The redevelopment authority partnered with Threshold Housing Development Inc. of Uniontown to purchase homes that were foreclosed in Washington and with Mon Valley Initiative Inc. of Homestead for a similar program of rehabilitating foreclosed homes to resell to eligible buyers in Charleroi. These two nonprofit organizations have been in the business of rehabilitating homes for a number of years.
To purchase a property rehabbed through the Neighborhood Stabilization Program, eligible home buyers may have incomes up to 120 percent of median income in an area determined by U.S. Census tracts to participate.
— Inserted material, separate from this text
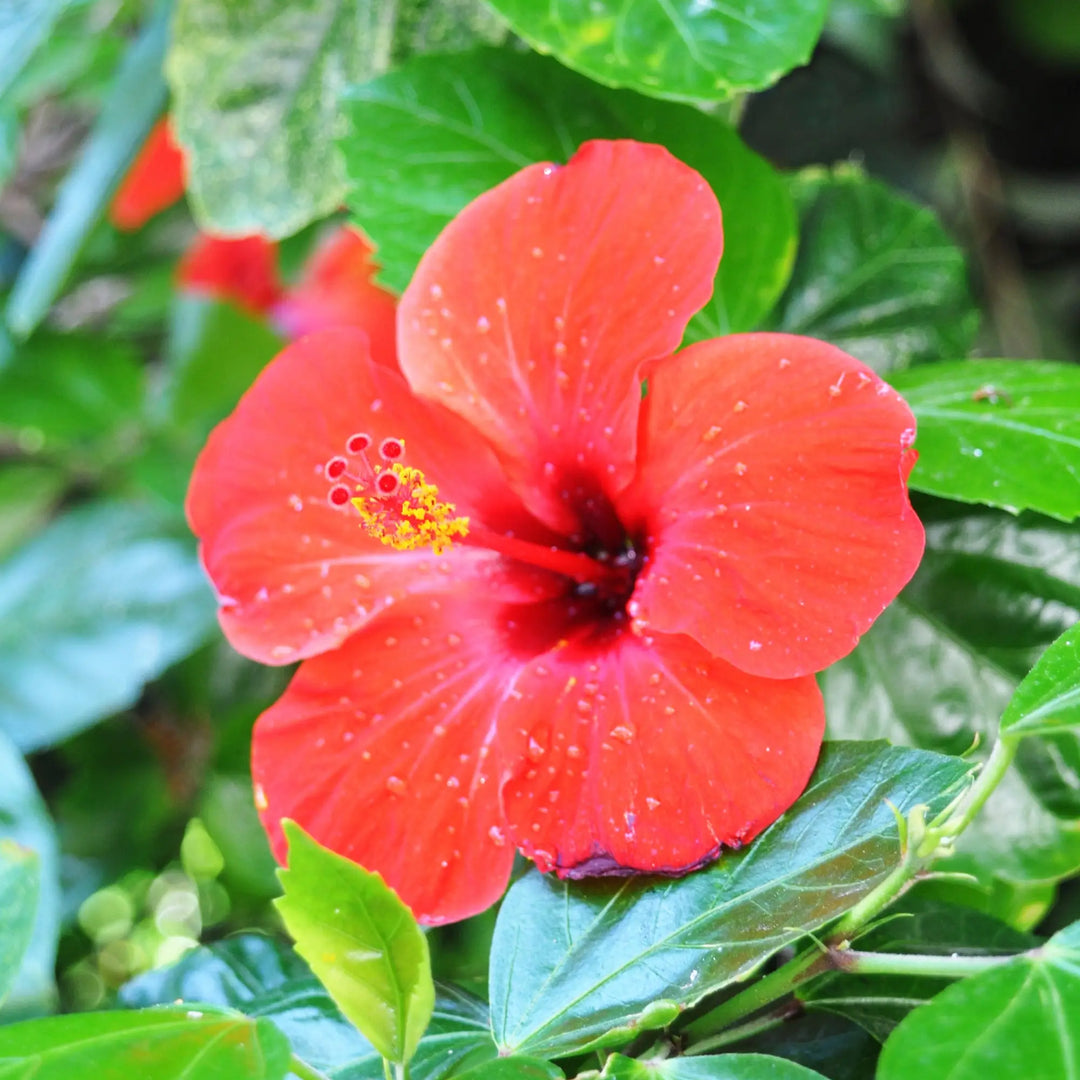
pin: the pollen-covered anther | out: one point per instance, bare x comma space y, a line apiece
403, 511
The current maximum income for a family of four, at 120 percent of median income, for example, is $78,720. The redevelopment authority also has details on down payment assistance for qualified buyers.
‘A good program’
All this transpired long before Bailey was in the market for a home. A check of property records showed Wells Fargo Bank purchased the house on McKinley Avenue at a sheriff’s sale Nov. 14, 2012, for $1,130. The bank sold it to Threshold Development Inc. for $41,000.
When Threshold bought the home, built in about 1960, it was in fairly good shape, Re/Max’s Perrell recalled. Pipes hadn’t burst and plaster wasn’t peeling from the walls, but the home’s steel casement windows needed to be replaced. The home also received a new roof because of its age. Both the kitchen and bath were gutted, taking the walls down to the studs, and renovated.
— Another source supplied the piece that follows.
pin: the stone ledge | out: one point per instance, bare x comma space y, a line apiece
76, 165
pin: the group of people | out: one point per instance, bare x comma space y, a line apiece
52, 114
“It’s a good program that they have,” said Perrell, who has been working with Threshold Development for about a dozen years.
Threshold was allotted $25,000 through the Bush stimulus package to rehab each home it purchased through the program.
“I’m involved with the rehab,” said Bruce Hotchkiss, president of Threshold Housing Development Inc. of Uniontown. “There’s a lot of different pieces to the puzzle, but not as many as you might think. Each home is different. Sometimes it takes as little as two months. We have one that’s taken 10 months. The program only allows so many dollars to be spent to do rehab. As a contractor, I evaluate, ‘Can it be done for that amount of money?’”
The redevelopment authority handles the finances, and Threshold deals with the construction, Hotchkiss said.
Bailey closed on her home in May, paying $92,459 to Threshold Development, and moved in over the summer.
“To date, we have $1.2 million in sales proceeds,” Phillips said. “We’ve been spending that, and we have enough left to do four more, which will also create sales proceeds. We have to reinvest those proceeds. It could be more than four, but we were comfortable in putting that number out there.”
Those handling the rehab take many factors into account before purchasing a home for resale.
“We don’t accept everything across the board here,” said Rick Dunn, senior construction manager for Mon Valley Initiative, a 25-year-old nonprofit development corporation based in Homestead, Allegheny County.
“It has to have good bones. This is taxpayer money. We’ve got to get the biggest bang for the buck. We can only work in Mon Valley Initiative member communities, and its sole member in Washington County is Charleroi.”
In Charleroi, homes rehabbed were generally built in the 1930s and 1940s.
Depending on time of year and particular type of structure, rehab can take from four to six months. “The first five houses were full-gut rehabs. They were down to the skeleton,” Dunn said.
Bailey loves teaching, but she’s also open to an assignment in a Methodist parish ministry in this area.
She said her objective was “finding a good, solid home in a family neighborhood, a neighborhood that I would’ve moved into anyway. I moved here from Charleston, W.Va., so I had no clue about a stimulus package. I thought I would have to take a lesser property.
“I would imagine, until this article comes out, that people would never have guessed.”